La SEP, qui touche environ 120 000 personnes en France, démarre généralement par un syndrome clinique isolé (SCI) – épisode aigu impliquant le système nerveux central (névrite optique, myélite transverse) qui ne répond pas aux critères diagnostiques de la SEP. Mais un SCI n’évolue pas toujours en SEP. Parmi les facteurs de risque de progression, des bas niveaux de vitamine D sont suspectés. En effet, depuis les années 1960, les scientifiques ont observé une corrélation entre l’exposition au soleil et la fréquence de la sclérose en plaques, sa prévalence suivant un gradient nord-sud (élevée en Amérique du Nord et en Europe, faible en Asie de l’Est et en Afrique subsaharienne). Cependant, les essais randomisés évaluant l’effet d’une supplémentation de cholécalciférol (vitamine D3) dans la SEP ont été décevants, de même que des méta-analyses.
Afin d’évaluer l’effet de la vitamine D, des chercheurs du CHU de Nîmes ont mené un large essai randomisé multicentrique (36 centres impliqués) contre placebo en double aveugle. Les inclusions ont eu lieu de 2013 à 2020. Les patients devaient être âgés de 18 à 55 ans, avoir un taux sérique initial de vitamine D < 100 nmol/L, avoir subi dans les 90 jours un SCI diagnostiqué par IRM cérébrale et ne pas recevoir un traitement ayant un effet sur la SEP.

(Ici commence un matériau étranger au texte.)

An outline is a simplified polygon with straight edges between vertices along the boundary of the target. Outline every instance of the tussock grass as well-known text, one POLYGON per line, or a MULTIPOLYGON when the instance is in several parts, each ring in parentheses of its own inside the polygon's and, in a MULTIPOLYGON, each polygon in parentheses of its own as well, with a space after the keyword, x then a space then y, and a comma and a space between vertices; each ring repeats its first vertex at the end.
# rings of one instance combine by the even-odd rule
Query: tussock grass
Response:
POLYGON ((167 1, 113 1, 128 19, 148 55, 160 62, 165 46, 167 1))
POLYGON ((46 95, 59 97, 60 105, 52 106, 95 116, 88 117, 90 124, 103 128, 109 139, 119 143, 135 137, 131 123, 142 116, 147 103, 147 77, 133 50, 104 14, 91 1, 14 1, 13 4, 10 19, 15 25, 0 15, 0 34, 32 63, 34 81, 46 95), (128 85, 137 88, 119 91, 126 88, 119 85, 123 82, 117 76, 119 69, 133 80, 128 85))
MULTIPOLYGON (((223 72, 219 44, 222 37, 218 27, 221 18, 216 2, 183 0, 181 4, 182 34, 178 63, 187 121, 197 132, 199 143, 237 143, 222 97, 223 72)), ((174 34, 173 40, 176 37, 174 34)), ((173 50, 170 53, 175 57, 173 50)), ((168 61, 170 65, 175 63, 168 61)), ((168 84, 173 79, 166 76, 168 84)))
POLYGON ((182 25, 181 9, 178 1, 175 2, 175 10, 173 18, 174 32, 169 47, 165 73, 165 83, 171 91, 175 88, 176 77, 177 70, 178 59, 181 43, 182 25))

Les patients recevaient soit une ampoule de cholécalciférol 100 000 UI toutes les 2 semaines pendant 24 mois (ou jusqu’à une nouvelle activité de la maladie confirmée par IRM), soit un placebo. Des visites médicales ont eu lieu à l’inclusion, à 3, 12, 24 mois, et à la rechute le cas échéant. Le critère de jugement principal était une maladie active observée à l’IRM dans les 24 mois, correspondant à la conversion du SCI en SEP-RR. Les critères secondaires comprenaient dix critères cliniques et trois radiologiques (activité IRM, nouvelles lésions, lésions avec prise de contraste).
Les résultats sont parus dans le JAMA ; 163 personnes ont été randomisées dans le groupe traité et 153 dans le groupe placebo, soit 316 participants en tout (âge médian = 34 ans ; 70 % de femmes), dont 91,1 % ont participé jusqu’au bout à l’essai. Une maladie active a été observée chez 60,3 % des patients du groupe traité contre 74,1 % des patients du groupe placebo, soit une différence significative (hazard ratio [HR] = 0,66 ; IC95 % = [0,50 ; 0,87] ; p-value = 0,004).
De même, le temps médian jusqu’à la maladie active était significativement plus long dans le groupe sous vitamine D : 432 jours, versus 224 jours dans le groupe placebo.
Les trois critères secondaires IRM étaient en faveur de la supplémentation, tandis que les dix critères cliniques ne différaient pas entre les deux groupes. Des événements indésirables graves ont eu lieu à la même fréquence dans les deux groupes, et aucun n’était lié au cholécalciférol.
Pour les auteurs, ces résultats indiquent que la prise orale de cholécalciférol 100 000 UI toutes les deux semaines réduit significativement l’activité du SCI et sa transition en SEP-RR.
Ces résultats appellent de nouvelles investigations pour déterminer le rôle éventuel de la vitamine D comme traitement adjuvant dans la SEP.